Se hicieron mayores, muy
mayores, por lo menos 16, y Fernando se puso hecho un Adonis musculoso y a
Marga se le iban los ojillos detrás de él. De Miguel nadie supo nunca mucho,
quizás ni siquiera él. Pepín había quedado huérfano, y estuvo un año entero
enfermo sin saber muy bien de qué. Marga lo cuidaba y aquello fue el motivo de
que perdiera el curso, lo que sus padres achacaron a la edad. Rafa bebía, también
Marga cuando le acompañaba, porque es que el cabrón tenía una gracia...
Hasta que un día, sin que
nadie supiera por qué, los cuatro le hicieron a Marga el vacío. La esquivaban.
Si ella llegaba, se iban. Si ella les esperaba, no llegaban. Si llegaban, se
escurrían. Y Marga se sintió marginada con ellos y marcada frente a los demás.
Y por eso se fué, porque tuvo que irse.
Los cuatro siguieron
gozando del aprecio y respeto del barrio, uno por uno y como grupo. Todo el
mundo hablaba de ellos con admiración y envidia. Los cuatro se vestían de azul
en las fiestas señaladas, orgullosos de sí mismos y durmiendo todos bien.

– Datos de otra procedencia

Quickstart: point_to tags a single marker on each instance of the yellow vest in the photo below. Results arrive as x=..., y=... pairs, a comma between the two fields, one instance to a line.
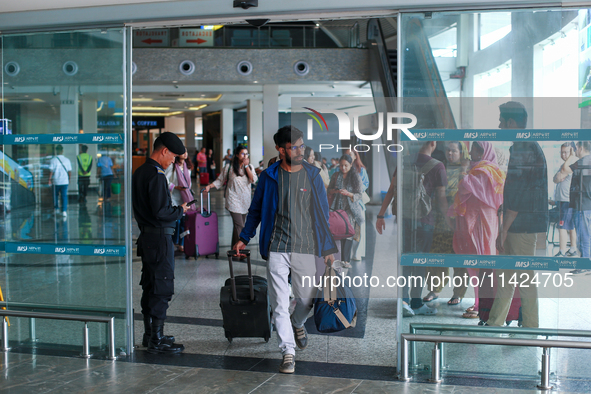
x=84, y=164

Pero yo sé por qué ella se
marchó, por qué la echaron a patadas, de su barrio, de su tierra, sin que
nadie haya sabido todavía, ni sus padres siquiera, dónde pudo haberse ido. Es
posible que ni siquiera los cuatro amigos comprendieran el motivo de su huida.
Yo, sí: los cuatro la despreciaron porque se habían acostado con ella.